De todos ellos el que destaca es Ben Cortman, amigo antes del protagonista antes de infectarse y que será su principal acosador llamandole con un espantoso: “Neville, sal de ahí” una y otra vez mientras golpea la casa. Lo más aterrador de este personaje es que se mete en la chimenea de una casa vecina durante el día y además es el único vínculo que le queda a Robert con su pasado.
Además de lo expuesto, el libro es su gran mayoría es un monólogo sobre el día de este hombre, tras sobrevivir “psicológicamente” a las noches gracias a la música y el whisky, se levanta, se asea, desayuna y lo primero que hace es salir a la calle y recoger los cadáveres de aquellos vampiros que bien han muerto por exposición solar (sin cenizas y explosiones) o han sido víctimas de sus compañeros, entrar en las casas (barrio a barrio) mientras duermen y clavárles la pertinente estaca y llevarlos a una especie de hoyo que hicieron los militares cuando aún habia civilización, que permantemente está ardiendo (con ayuda de Neville también) para incinerar los cuerpos durante la primera fase de la pandemia.

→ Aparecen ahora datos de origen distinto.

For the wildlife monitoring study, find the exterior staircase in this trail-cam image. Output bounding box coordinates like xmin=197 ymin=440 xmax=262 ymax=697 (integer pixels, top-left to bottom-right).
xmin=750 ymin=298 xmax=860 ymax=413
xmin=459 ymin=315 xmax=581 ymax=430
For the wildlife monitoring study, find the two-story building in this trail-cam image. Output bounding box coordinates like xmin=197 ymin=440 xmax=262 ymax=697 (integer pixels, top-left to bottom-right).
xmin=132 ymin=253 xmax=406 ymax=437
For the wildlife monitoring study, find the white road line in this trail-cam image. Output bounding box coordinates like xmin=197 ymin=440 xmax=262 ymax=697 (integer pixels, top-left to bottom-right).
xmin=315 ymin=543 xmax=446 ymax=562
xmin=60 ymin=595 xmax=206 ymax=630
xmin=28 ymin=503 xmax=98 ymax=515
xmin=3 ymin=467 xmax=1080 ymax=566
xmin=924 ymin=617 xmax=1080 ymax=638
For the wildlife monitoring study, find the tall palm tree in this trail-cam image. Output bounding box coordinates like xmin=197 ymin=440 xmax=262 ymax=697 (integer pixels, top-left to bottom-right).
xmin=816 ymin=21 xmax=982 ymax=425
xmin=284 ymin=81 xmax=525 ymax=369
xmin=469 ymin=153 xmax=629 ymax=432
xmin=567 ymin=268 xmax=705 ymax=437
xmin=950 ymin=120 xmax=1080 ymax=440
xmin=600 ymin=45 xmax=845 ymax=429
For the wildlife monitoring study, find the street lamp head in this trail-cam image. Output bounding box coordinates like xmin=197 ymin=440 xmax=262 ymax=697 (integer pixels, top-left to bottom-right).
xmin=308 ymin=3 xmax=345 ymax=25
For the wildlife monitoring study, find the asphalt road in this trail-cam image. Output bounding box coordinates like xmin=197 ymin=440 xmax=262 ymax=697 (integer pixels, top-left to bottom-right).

Esta vida monótona, hace que la salud metal del protagonista se resienta, especialmente cuando a lo largo de la novela nos desvela fragmentos del pasado, atormentado por su mujer y su hija pequeña. La naturaleza de las criaturas aún llamándose vampiros es más parecida al zombi torpe, con algo más de inteligencia pues tienen retazos de su vida anterior y la repiten como un tocadiscos, además de que en la novela se les llama muertos vivientes y vampiros indistintamente pues son alérgicos al ajo.
Portada clásica de la novela en español
Mencionar que aunque el protagonista no tenga estudios, tiene interés en saber y esto hace que vaya a la biblioteca durante horas para intentar entender el porqué de lo que ocurre.
Es el postulado pedagógico del aprendizaje por necesidad, que muchas veces resulta mucho más provechoso.
Además un elemento permanente en la novela es la soledad y la falta de compañía del protagonista que le hará incluso hacerse amigo de un perro callejero al que irá conquistando poco a poco.
Sin duda lo más impactante es el final, donde descubre que existen otros que tienen inteligencia (infectados que no afectados) que le ven de una manera MUY negativa.
Si queréis saber el porqué de esta y otras muchas incógnitas, y el trágico final que da sentido al nombre del libro, ya sabeis que hacer. Como es un libro antiguo recomiendo la edición más reciente para que la traducción resulte más amena.